Katori Hall, who has told stirring stories about Black life in America both onstage and onscreen, has won the Pulitzer Prize for Drama for “The Hot Wing King,” a family dramedy that centers on a man’s quest to make award-winning chicken wings while personal conflict swirls around him.
The Off Broadway play — produced last year by the Pershing Square Signature Center, where it had a truncated run — drew praise for challenging conventional conceptions of Black masculinity and fatherhood.
Its main character, Cordell, has recently moved into a home in Memphis with his lover, Dwayne, whom Cordell enlists to help him make his submission to the annual “Hot Wang Festival.” Things get complicated when Dwayne wants to take in his 16-year-old nephew, whose mother died while being restrained by the police — a tragedy for which Dwayne blames himself.
In the awards announcements on Friday, the Pulitzer board called the play a “funny, deeply felt consideration of Black masculinity and how it is perceived, filtered through the experiences of a loving gay couple and their extended family as they prepare for a culinary competition.”
Hall, 40, the author of the Olivier Award-winning “The Mountaintop,” wrote a play that was full of frenetic action (stirring pots, dismembering chickens, spicing sauces), emotional exchanges and sitcom-style ribbing.
She also co-wrote the book for “Tina: The Tina Turner Musical,” which is nominated for numerous Tony Awards (including best musical and best book of a musical), and created the Starz drama “P-Valley,” which follows a crew of dancers at a strip club in the Mississippi Delta.
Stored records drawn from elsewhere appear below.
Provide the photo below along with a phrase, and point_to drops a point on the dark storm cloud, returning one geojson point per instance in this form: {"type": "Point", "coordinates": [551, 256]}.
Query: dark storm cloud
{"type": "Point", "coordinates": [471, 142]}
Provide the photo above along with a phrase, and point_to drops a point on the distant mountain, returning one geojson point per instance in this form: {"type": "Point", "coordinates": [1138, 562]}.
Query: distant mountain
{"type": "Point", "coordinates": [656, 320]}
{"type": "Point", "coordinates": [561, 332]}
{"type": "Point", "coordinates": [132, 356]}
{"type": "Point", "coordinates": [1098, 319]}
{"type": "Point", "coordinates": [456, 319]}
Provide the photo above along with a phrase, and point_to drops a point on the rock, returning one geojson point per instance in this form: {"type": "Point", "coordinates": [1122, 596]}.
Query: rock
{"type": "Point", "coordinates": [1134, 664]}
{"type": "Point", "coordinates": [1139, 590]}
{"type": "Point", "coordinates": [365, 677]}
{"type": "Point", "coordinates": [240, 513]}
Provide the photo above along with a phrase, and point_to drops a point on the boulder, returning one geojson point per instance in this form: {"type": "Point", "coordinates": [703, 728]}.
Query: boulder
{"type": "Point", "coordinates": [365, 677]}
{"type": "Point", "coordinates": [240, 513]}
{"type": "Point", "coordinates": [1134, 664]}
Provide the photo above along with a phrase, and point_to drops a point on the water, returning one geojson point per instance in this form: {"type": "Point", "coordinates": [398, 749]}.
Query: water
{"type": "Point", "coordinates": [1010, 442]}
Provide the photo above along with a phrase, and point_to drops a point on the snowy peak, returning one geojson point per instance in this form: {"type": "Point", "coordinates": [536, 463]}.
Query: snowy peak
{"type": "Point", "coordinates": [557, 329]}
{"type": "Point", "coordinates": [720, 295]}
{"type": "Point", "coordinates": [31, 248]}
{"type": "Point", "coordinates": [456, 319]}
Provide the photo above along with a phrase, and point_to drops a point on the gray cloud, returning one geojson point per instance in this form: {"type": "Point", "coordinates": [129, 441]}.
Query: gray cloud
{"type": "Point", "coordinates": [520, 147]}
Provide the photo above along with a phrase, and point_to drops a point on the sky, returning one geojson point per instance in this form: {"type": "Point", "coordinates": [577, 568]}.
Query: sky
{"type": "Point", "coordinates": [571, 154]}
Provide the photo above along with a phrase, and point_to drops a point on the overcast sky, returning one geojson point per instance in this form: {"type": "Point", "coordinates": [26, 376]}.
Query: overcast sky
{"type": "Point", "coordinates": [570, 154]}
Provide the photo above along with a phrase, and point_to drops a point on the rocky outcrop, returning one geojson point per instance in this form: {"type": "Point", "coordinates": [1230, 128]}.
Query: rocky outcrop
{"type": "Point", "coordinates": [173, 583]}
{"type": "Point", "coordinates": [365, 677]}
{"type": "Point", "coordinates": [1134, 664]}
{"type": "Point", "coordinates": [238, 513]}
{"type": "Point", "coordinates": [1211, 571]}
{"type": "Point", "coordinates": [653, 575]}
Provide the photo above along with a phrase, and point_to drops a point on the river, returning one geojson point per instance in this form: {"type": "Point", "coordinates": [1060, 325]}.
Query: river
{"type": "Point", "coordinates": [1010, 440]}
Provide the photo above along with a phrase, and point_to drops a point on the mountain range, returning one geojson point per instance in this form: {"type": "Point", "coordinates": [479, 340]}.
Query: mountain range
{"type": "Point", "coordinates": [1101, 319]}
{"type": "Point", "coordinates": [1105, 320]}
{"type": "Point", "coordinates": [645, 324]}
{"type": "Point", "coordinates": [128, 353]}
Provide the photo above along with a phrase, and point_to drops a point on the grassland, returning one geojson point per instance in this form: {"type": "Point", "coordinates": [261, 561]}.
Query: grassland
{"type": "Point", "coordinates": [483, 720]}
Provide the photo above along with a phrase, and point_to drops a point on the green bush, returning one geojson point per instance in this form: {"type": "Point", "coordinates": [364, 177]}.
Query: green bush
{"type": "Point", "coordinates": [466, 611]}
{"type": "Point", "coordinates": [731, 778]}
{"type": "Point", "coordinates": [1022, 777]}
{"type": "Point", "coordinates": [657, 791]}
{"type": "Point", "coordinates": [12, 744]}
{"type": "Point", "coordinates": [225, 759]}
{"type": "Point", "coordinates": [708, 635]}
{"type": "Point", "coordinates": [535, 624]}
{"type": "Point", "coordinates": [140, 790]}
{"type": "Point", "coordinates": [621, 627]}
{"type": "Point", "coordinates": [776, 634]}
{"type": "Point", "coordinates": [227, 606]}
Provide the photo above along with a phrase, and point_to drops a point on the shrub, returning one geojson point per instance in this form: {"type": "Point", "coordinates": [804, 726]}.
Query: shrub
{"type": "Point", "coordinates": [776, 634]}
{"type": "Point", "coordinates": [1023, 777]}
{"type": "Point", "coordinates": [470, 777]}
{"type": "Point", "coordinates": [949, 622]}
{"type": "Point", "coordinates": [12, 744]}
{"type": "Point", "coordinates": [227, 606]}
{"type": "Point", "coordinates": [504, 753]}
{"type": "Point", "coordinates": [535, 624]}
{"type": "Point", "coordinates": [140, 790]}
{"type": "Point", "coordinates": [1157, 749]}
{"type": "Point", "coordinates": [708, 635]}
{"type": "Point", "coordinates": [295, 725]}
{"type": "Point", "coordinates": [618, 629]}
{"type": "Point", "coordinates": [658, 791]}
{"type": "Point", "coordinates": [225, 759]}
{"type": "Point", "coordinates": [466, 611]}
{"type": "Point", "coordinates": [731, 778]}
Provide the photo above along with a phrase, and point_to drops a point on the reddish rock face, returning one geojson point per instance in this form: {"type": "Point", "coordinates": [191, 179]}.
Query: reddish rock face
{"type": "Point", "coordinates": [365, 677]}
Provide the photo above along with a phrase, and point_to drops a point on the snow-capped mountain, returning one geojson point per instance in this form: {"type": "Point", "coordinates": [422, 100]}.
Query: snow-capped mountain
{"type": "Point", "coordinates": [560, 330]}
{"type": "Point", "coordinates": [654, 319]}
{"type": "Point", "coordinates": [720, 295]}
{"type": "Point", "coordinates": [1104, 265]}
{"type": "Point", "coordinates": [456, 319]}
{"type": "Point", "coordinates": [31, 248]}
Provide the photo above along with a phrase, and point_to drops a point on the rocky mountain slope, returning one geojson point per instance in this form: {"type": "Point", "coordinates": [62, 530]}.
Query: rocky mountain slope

Hall is currently working on Season 2 of the series, which is based on one of her plays.
With theaters across the country closed during the pandemic, the Pulitzer committee made some adjustments to its qualifications: Finalists were allowed to include works that were performed virtually or those that were canceled or postponed during the pandemic. “The Hot Wing King” opened at the beginning of March 2020 but was not able to finish its run because of pandemic closures.
“What’s refreshing here,” Ben Brantley wrote in his review for The New York Times, “is the matter-of-fact depiction of Black gay characters who may be dissatisfied, to varying degrees, with their own behavior but not, ultimately, because of their sexuality.”
“Watching Cordell and Dwayne casually snuggle and kiss,” he went on, “draping their bodies over each other, you sense a bond in which erotic attraction has segued into something both more relaxed and more complex.”